Published: March 23, 2001 (Issue # 655)


For The St. Petersburg Times

Zdob Si Zdub: took cue from Kusturica.

Zdob Si Zdub, the Moldovan folk-punk band which rose to massive popularity on the strength of a Kino cover last year, is coming to play their biggest show so far in St. Petersburg.

Victor Tsoi's gloomily romantic song "Videli Noch" (Saw the Night), recorded by the then-underground band Kino in 1985, was given an unlikely treatment - Zdob Si Zdub turned it into a frenetic folk-dance tune, with Moldovan folk instruments and gypsy backing vocals.

The track, which seems to be always on the radio, is either fun or irritating, depending on the listener, but at least bears no resemblance to Kino.

Released on "Kinoproby," a Kino tribute album - which along with the "Brat 2 Soundtrack" was among the most commercially successful projects so far by Real Records, the record company co-owned by Rupert Murdoch's News Corp. - it gave Zdob Si Zdub more attention than it has ever had since the band was formed in 1994.

"We didn't choose the song - we were given it," said the band's mainstay Roman Iagupov by telephone from Chisinau, Moldova, on Tuesday. "Real offered it - so we did it."

Zdob Si Zdub is currently preparing for a big breakthrough. Now in the middle of recording a new album, the band bought out the contract from FeeLee Records, Russia's first surviving independent label, which released its recording debut "Hardcore Moldovenesc" in 1997.

However, Iagupov denied any rumors the band was signing to Real. "We haven't had anything to do with Real yet, we are working on our own," he said. "There are several candidates to put out our new album, but I don't know who it will be. It's not a question for me to answer - we're artists."

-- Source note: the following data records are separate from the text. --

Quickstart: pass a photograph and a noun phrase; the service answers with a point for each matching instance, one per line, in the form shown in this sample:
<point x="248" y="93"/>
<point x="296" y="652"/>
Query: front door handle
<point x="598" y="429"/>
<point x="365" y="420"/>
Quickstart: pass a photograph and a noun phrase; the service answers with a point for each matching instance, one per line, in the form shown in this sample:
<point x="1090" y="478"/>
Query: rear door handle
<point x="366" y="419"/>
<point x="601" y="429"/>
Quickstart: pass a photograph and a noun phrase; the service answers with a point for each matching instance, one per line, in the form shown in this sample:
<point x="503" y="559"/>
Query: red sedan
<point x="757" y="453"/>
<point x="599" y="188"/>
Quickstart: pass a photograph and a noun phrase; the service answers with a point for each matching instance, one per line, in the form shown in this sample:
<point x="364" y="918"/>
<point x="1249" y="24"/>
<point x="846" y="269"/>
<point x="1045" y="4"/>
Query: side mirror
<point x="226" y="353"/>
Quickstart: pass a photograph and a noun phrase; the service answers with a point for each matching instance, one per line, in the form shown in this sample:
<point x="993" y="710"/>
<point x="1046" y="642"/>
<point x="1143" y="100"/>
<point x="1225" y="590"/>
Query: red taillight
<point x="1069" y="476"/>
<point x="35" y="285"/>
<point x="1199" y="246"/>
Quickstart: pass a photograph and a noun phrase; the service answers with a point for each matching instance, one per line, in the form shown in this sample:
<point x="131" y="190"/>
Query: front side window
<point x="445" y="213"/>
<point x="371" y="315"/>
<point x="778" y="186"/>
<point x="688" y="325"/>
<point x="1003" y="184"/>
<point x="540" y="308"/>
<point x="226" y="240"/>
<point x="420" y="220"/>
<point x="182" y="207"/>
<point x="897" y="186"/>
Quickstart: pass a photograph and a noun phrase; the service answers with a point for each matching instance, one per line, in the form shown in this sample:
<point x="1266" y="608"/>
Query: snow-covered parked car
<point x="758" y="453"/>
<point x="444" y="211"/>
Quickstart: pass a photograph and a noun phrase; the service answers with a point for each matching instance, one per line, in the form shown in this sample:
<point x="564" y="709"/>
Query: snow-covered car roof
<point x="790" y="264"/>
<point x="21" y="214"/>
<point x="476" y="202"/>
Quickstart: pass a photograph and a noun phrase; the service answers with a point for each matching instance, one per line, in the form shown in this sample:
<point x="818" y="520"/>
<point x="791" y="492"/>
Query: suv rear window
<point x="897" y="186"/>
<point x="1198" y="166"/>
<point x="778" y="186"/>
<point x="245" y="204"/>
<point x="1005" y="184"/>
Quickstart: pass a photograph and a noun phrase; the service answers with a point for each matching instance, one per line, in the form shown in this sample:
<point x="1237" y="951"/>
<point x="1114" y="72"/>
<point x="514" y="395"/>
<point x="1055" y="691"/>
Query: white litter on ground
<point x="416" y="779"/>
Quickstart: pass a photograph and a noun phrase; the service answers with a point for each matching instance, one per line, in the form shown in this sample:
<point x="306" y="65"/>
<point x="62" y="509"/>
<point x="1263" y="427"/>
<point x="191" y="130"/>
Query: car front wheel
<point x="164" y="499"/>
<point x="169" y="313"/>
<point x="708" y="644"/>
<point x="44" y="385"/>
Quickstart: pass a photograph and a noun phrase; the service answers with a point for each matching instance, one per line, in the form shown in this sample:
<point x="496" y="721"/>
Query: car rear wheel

Though Zdob Si Zdub started out by playing U.S.-style hardcore punk, it changed its music to Moldovan folk-punk with the second album, "Tabara Noastra," released in 1999, which is seen as "transitional."

"It happened because Moldovan folk is very colorful," said Iagupov. "It contains very many harmonies, very interesting rhythms and it's very deep - so we decided it would be original to combine rock with folk elements."

However, the most obvious impact that made the band change its course was Emir Kusturica's films with their soundtracks composed by Goran Bregovic.

"It influenced us a lot, because Bregovic has arranged Yugoslav folk in a very contemporary way," said Iagupov. "We heard it as we started doing our second album, so it influenced us drastically."

Zdob Si Zdub supported Kusturica's No Smoking Band in Moscow in January, but Iagupov doesn't seem very impressed by the popular director's musical ability.

"I got the impression that Kusturica is a great director, while this is just his hobby," he said.

"It looked as if he had taken a band from a wedding and came to play some clubs, though they are professional musicians and showmen."

Based in Chisinau, Zdob Si Zdub is a frequent sight in Moscow, where the band records and often performs. "Chisinau is greener, cozier, and smaller than Moscow and St. Petersburg," said Iagupov. "It has a different vibe, different sun, different air."

Singing mostly in Moldovan, which is a dialect of Romanian, the band features four Moldova natives and two Russians. With Iagupov singing and playing a variety of folk instruments, the band recently added a trombone to its line-up of guitar, bass, drums and trumpet.

"We'll basically play the same stuff we played in St. Petersburg last time - only with the addition of a new member, the arrangements have changed a little. And there will be new songs," said Iagupov.

Zdob Si Zdub in concert at LDM at 7 p.m. on Friday, March 23. See Gigs for location details. Support comes from the Armenian folk-rock band Deti Picasso. For more information check out www.zdobsizdub.com.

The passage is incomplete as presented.